Like most facilitators I have strong opinions on brainstorming. And like a lot of the soft side of quality, these facilitation skills can really open themselves to a criticism of the vulnerability of scientific claims and there is a fair amount of justification for criticisms of the pursuit of novelty over truth. Add to it that there is this major pipeline of junk psychological science and there are good reasons for challenging these opinions.
It is for this reason I do less and less brainstorming as a verbal exercise, and rely more on brainwriting as I discussed in the post “Brainstorming usually sinks your ship.”
In the article “Should we allow criticism while brainstorming?” by Dylan Walsh we are exposed to some research from Jared Curhan at MIT that shows when criticism should be leveraged in brainstorming exercises. Well worth the read.
If you work in teams, chances are you use brainstorming, gathering face-to-face in groups so that everyone can share ideas. This technique has been around since the late 1930s and many in quality and excellence pursuits view it as an effective technique.
Unfortunately, the science I’ve read is not quite in agreement. A group of four people typically generates approximately half as many ideas as a nominal group of four does. Production blocking, and a few other problems, lead to some key deficiencies in brainstorming:
- When group members are waiting for turn-taking, there are high chances that they may forget the ideas that they had in mind, they may focus on remembering those ideas rather than listening, or they may decide their ideas are no longer relevant.
- The competing demand for coming up with one’s own idea and listening to other’s ideas makes it difficult to build on the ideas of others.
- As the size of the group increases, the participants might feel less identifiable or accountable which might lead to decreased social loafing or level of motivation.
Overcoming production blocking requires the use of additional tools, such as brainwriting. Brainwriting encompasses the sharing of ideas through pieces of paper – usually having people write their ideas out on post-it notes for example. This technique makes brainstorming effective by overcoming the problem of verbal brainstorming. Though their seems to be some worry here about social cues kicking in, and there may be more benefit in having folks write all their ideas on one piece of paper, or better yet on their own before the meeting.

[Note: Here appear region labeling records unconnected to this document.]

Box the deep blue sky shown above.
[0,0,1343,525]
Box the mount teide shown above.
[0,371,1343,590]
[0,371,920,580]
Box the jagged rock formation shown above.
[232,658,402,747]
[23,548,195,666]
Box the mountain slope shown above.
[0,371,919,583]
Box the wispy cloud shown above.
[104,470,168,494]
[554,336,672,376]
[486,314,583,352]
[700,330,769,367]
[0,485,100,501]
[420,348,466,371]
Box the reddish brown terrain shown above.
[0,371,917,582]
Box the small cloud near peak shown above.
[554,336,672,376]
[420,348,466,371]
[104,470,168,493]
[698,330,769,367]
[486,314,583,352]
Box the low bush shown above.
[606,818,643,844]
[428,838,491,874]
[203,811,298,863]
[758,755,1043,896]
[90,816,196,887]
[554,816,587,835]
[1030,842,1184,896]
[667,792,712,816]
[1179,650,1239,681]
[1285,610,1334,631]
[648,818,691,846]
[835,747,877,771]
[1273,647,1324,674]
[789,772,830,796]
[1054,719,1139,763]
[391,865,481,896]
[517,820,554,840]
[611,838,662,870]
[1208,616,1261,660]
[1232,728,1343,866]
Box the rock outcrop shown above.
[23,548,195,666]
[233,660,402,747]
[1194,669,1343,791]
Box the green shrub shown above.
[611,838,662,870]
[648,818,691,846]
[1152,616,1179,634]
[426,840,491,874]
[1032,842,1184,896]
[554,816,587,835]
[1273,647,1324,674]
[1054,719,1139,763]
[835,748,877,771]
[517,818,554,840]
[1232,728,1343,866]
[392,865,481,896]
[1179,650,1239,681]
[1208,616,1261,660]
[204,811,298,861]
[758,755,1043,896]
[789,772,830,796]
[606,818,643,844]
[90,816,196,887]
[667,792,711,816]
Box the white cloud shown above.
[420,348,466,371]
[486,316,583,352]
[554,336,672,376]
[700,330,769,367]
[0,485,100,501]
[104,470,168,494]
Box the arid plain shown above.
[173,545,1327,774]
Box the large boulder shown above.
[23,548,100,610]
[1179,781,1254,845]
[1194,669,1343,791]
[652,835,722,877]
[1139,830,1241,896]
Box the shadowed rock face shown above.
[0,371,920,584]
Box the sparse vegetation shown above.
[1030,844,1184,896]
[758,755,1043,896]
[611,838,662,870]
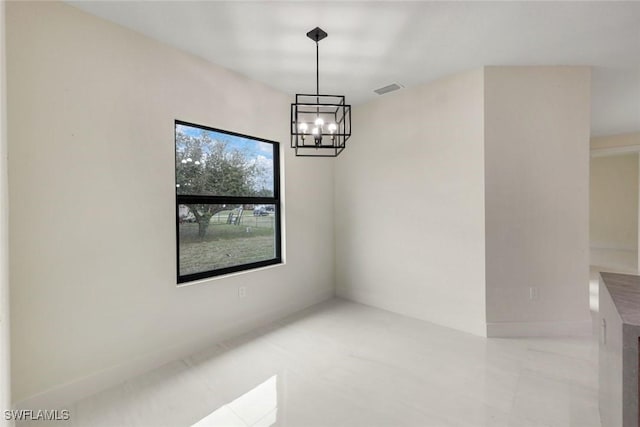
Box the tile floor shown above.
[18,299,600,427]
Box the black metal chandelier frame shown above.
[291,27,351,157]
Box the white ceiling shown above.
[68,1,640,135]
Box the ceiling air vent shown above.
[374,83,404,95]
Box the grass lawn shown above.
[180,221,275,275]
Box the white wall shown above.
[335,70,486,335]
[2,2,334,408]
[589,153,639,271]
[485,67,591,336]
[0,1,11,426]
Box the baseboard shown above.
[13,290,334,409]
[487,320,593,338]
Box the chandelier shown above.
[291,27,351,157]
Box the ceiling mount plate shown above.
[307,27,328,43]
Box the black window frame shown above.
[174,119,282,285]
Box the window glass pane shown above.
[176,124,275,197]
[178,204,276,276]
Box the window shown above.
[175,120,282,283]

Brain writing, to be truly effective, requires solid collaborative evaluation process to follow the idea generation phase this is the foundation of decision quality. The research seems to indicate we see results better than the norm with this combination.
This appears to be an area where more research is needed to examine different variations , the boundary conditions for demonstrating the superiority of brainwriting over nominal groups, the optimum size of the group, and the potential of mixing verbal and nonverbal brainstorming. If anyone knows of good studies in this area, please point me to them.
- Coskun, H. (2005). Cognitive stimulation with convergent and divergent thinking exercises in brainwriting: Incubation, sequence priming, and group context. Small Group Research, 36, 466-498. doi:10.1177/1046496405276475
- Cragan, J. F., Wright, D. W., & Kasch, C. R. (2009). Communication in small groups : theory, process, skills. Boston, MA: Cengage Learning – Academic and Professional Group.
- West, M. A. (2012). Effective teamwork : practical lessons from organizational research. Wiley-Blackwell.